The foregoing is not proof. However, the direction of neuroscience research increasingly reinforces the “I Opt’s” tie back to the human mind. It is possible with today’s fMRI technology to actually image the “I Opt” statements as they are being processed. These images could confirm “I Opt’s” modular access contention. Unfortunately, the cost of that kind of study would be prohibitive. But just the ability to consider that kind of definitive work sets “I Opt” apart from all other assessments. It is theoretically possible to create and make sense of a visual picture of a mental function actually working on an “I Opt” variable. Who else could say that? Fortunately the strength of the validity study measures makes imaging a “nice to have” but not a necessity.


CONCLUSION
This brief summary is not a full explanation of how and why “I Opt” works. It does, however, illustrate the thought and effort that has gone into making sure its measures are accurate. That effort puts “I Opt” judgements and recommendations on a rock solid foundation. That solid foundation means that “I Opt” technology can be trusted to deliver accurate assessments and predictions today, tomorrow and 100 years from now.


BIBILIOGRAPHY
Bertolero, Max and Bassett, Danielle, How Matter Becomes Mind, Scientific American, July, 2019, pp. 26-33.

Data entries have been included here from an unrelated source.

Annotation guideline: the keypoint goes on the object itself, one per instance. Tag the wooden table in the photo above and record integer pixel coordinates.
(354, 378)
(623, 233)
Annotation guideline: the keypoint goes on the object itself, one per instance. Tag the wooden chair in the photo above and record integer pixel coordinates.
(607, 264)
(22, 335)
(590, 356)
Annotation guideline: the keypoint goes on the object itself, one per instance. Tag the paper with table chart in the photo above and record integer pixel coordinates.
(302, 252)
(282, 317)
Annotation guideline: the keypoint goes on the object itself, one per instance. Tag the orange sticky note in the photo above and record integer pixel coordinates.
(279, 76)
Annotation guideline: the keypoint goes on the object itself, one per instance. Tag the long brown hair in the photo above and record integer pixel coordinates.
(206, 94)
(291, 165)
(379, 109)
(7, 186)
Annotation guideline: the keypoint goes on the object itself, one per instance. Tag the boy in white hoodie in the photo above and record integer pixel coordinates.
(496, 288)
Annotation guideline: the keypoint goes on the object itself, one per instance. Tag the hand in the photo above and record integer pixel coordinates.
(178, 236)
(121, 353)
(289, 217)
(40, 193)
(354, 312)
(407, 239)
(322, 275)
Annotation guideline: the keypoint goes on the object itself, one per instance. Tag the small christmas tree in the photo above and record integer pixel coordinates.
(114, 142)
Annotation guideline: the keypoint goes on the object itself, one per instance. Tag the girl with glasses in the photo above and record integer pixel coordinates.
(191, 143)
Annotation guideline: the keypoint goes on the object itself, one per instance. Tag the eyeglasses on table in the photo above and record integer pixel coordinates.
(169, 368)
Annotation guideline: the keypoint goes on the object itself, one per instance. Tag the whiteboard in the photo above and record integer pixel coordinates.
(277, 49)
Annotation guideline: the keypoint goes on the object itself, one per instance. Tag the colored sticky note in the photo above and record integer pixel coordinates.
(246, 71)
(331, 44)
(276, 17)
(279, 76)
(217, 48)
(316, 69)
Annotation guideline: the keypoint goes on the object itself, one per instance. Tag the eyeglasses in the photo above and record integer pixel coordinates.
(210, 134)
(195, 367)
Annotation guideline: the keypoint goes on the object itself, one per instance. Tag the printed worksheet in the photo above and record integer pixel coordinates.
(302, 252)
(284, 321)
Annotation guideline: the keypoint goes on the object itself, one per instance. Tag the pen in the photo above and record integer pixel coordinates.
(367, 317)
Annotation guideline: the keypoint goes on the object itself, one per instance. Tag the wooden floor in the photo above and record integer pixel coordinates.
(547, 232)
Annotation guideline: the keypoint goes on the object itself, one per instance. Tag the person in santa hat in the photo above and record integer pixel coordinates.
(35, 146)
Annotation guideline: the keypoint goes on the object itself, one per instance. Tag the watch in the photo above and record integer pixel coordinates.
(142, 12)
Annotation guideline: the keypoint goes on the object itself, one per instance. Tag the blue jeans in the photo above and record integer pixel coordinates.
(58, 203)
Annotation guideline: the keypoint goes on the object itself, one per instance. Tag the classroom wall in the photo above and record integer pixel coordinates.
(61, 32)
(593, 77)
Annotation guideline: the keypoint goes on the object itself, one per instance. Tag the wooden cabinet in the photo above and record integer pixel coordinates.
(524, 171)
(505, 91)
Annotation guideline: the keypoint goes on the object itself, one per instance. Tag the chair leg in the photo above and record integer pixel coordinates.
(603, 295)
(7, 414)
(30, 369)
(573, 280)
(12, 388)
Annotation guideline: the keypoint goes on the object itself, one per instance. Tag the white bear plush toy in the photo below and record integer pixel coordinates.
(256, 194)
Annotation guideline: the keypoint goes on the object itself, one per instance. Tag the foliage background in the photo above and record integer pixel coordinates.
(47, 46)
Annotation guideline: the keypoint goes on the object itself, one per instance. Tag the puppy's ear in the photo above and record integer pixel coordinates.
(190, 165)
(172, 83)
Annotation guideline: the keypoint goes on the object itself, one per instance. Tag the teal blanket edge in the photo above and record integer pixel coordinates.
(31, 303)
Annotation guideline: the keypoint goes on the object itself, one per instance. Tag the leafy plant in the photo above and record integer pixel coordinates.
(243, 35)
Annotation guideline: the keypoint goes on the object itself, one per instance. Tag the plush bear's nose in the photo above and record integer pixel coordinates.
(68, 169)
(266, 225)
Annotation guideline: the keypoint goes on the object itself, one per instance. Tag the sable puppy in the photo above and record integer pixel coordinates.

Fodor, Jerry A. (1983). Modularity of Mind: An Essay on Faculty Psychology. Cambridge, Massachusetts: MIT Press.  ISBN 0-262-56025-9
Marek, S., & Dosenbach, N. (2018). The frontoparietal network: function, electrophysiology, and importance of individual precision mapping. Dialogues in clinical neuroscience, 20(2), 133–140.
Myers Briggs Foundation, Extraversion or Introversion, Accessed December,2019: https://www.myersbriggs.org/my-mbti-personality-type/mbti-basics/extraversion-or-introversion.htm?bhcp=1
Soltysik, Robert (2000), Validation of Organizational Engineering: Instrumentation and Methodology, Amherst: HRD Press.